Name: Nicole Yurcaba
College & Majors/Minors: BA—Business Administration, Bridgewater College; BA—English, Bridgewater College, Masters of Humanities—Writing, Tiffin University; MFA—Writing, Lindenwood University
Current Location: West Virginia and Virginia, USA
Current Form of Employment: English Instructor
Where do you work and what is your current position?
Currently, I teach poetry, Ukrainian literature, effective writing, Publishing and Marketing, and a variety of other courses at Bridgewater College in the Shenandoah Valley of Virginia.
Tell us about how you found your first job, and how you found your current job (if different).
Wow! My first job. I worked as a bank teller through high school and college, and through graduate school I worked as a substitute teacher, a bank teller, an adjunct professor, and a farm hand. All of those jobs I acquired through networking, which then set the trend for the rest of my career journeys.
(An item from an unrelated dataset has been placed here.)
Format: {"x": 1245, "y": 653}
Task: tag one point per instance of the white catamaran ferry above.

As my first full-time job, I worked as a Developmental Education Coordinator for a small community college in rural West Virginia where I had originally worked as an adjunct. My job duties consisted of reshaping developmental educational courses and documenting assessment data. In 2015, however, the chair of the English department at Bridgewater College, who during my undergraduate career had been one of my professors, called me and invited me to an interview, because the department was interested in adding an instructor with experience in developmental education. I was offered a non-tenure track instructor’s position shortly thereafter, and I am now entering my fifth year teaching at Bridgewater College.
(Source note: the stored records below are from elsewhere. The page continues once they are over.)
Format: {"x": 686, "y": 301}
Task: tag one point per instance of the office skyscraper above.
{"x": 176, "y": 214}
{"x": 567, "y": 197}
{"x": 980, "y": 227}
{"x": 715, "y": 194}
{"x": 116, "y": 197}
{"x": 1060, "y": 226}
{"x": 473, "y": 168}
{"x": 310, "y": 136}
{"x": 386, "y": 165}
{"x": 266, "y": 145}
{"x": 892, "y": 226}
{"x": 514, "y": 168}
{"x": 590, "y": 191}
What was another writing-related job that was important in your career?
Another writing-related job that was important in my career was working as Reading Interventionist for K-3 and then 8th grade. Basically, I worked with students of varying academic capabilities on reading and writing skills both during and outside their regular Language Arts lessons. Working with younger students of varying abilities allowed me to develop useful teaching strategies that help me work with college students of varying abilities in all of the classes that I teach.
What did you do in college to prepare for your post-grad life?
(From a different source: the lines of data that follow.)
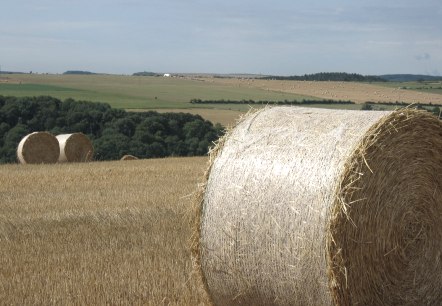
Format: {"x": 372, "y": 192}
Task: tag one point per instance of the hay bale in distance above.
{"x": 38, "y": 148}
{"x": 129, "y": 157}
{"x": 75, "y": 147}
{"x": 324, "y": 207}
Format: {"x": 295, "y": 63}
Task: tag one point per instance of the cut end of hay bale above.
{"x": 320, "y": 207}
{"x": 75, "y": 147}
{"x": 385, "y": 237}
{"x": 38, "y": 148}
{"x": 129, "y": 157}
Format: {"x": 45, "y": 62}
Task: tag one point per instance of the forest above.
{"x": 113, "y": 132}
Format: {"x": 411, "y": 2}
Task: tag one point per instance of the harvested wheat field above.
{"x": 353, "y": 91}
{"x": 98, "y": 233}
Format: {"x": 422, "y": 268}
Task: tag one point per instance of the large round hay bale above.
{"x": 38, "y": 148}
{"x": 324, "y": 207}
{"x": 75, "y": 147}
{"x": 129, "y": 157}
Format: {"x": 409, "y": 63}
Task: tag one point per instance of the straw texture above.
{"x": 38, "y": 148}
{"x": 75, "y": 147}
{"x": 324, "y": 207}
{"x": 129, "y": 157}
I read everything that I could that was not related to class, and I attended every conference, every open mic event, etc. that I could possibly attend. I also spent a great deal of time with my professors outside of class, discussing literature and writing and publishing. Lastly, I dedicated at least an hour every day to my own personal writing, and I never typed a draft until the final draft—I wrote everything longhand in my journals.
What is your advice for students and graduates with an English degree?
Don’t give up! If I had quit at the first rejection letter, I would not be in a field that I absolutely love. Also, take advantage of every possible work and educational opportunity, because the more experience that a person has, the better, because employers often deem writers as invaluable. Even when I worked as a bank teller, I learned quickly that none of my co-workers wanted to write overdraft and business letters, so, because I was the English major, my manager often gave me that task. Even when I worked as a farm hand, I often proofread and edited my boss’s professional correspondences. Therefore, by proving that I was an asset—no matter the job—and that my talent had a place, I affirmed my position as a writer even when I worked at a job that others wouldn’t associate with writing.